Galaxy Nexus, Droid RAZR two-part comparison video

Over in the USA they are still waiting the arrival of the first Android Ice Cream Sandwich packing Samsung Galaxy Nexus, and if you are growing weary perhaps you are contemplating picking up the Motorola Droid RAZR rather than continuing to wait for the Galaxy Nexus, but can’t make up your mind, well perhaps a comparison video between the two will help you make that important decision.

Thus we have a Samsung Galaxy Nexus verses the Motorola Droid RAZR comparison fight video for your viewing consideration below that comes our way courtesy of Aaron Baker over at Phone Dog and comprises of two videos, when combined they deliver a nice twenty-four minutes of checking out both Android smartphones.

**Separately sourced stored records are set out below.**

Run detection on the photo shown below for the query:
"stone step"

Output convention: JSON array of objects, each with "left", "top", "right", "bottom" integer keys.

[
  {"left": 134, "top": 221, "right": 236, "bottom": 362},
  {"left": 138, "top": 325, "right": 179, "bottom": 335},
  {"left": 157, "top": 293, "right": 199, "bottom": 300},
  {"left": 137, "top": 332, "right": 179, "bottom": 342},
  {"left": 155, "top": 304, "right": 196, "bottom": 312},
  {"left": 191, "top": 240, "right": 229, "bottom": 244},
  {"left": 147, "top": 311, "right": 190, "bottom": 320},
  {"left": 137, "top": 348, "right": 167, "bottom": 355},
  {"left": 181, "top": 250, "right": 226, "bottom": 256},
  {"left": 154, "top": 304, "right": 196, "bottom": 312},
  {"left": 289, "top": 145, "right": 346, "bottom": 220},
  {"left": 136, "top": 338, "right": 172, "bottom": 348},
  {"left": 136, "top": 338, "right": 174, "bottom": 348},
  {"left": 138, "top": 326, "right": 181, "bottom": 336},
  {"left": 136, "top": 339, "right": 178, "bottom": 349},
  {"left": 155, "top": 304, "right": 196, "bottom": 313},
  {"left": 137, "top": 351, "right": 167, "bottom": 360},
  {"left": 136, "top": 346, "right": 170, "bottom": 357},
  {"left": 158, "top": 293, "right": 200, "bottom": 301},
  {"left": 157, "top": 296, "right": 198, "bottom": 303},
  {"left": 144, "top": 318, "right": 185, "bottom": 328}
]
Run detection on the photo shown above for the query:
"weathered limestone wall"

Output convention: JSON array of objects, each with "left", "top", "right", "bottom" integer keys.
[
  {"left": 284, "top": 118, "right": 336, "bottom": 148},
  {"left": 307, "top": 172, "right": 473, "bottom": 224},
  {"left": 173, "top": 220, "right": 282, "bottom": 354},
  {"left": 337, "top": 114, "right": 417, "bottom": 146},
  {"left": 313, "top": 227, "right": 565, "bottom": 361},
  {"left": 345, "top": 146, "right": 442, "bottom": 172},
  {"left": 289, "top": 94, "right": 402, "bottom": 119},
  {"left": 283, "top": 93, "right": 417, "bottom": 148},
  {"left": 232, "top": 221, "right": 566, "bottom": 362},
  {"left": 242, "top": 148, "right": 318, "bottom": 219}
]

The comparison pits the GSM version of the Galaxy Nexus against the Droid RAZR as the Verizon 4G LTE model still isn’t available but there is some compassion to be had as both devices sport a 1.2GHz TI OMAP dual core processor and large touch screen, the Galaxy Nexus having a 4.65-inch Super AMOLED HD 720p display with PenTile tech and the Droid RAZR having a 4.3-inch Super AMOLED Advanced display with PenTile tech.

Camera wise the Samsung Galaxy Nexus falls behind the RAZR slightly by sporting a 5 megapixel rear facing camera with 1080p video, as to the Droid RAZR having an 8 megapixel rear facing camera with 1080p video. Whereas the Galaxy Nexus wins when it comes to operating system sporting Android 4.0 while the Droid RAZR packs Android 2.3.5 Gingerbread.

But which device can come out on top? Well I wont spoil your viewing enjoyment but rather just let you head on down to hit that play button and check out this two-part video comparison fight for yourself…enjoy.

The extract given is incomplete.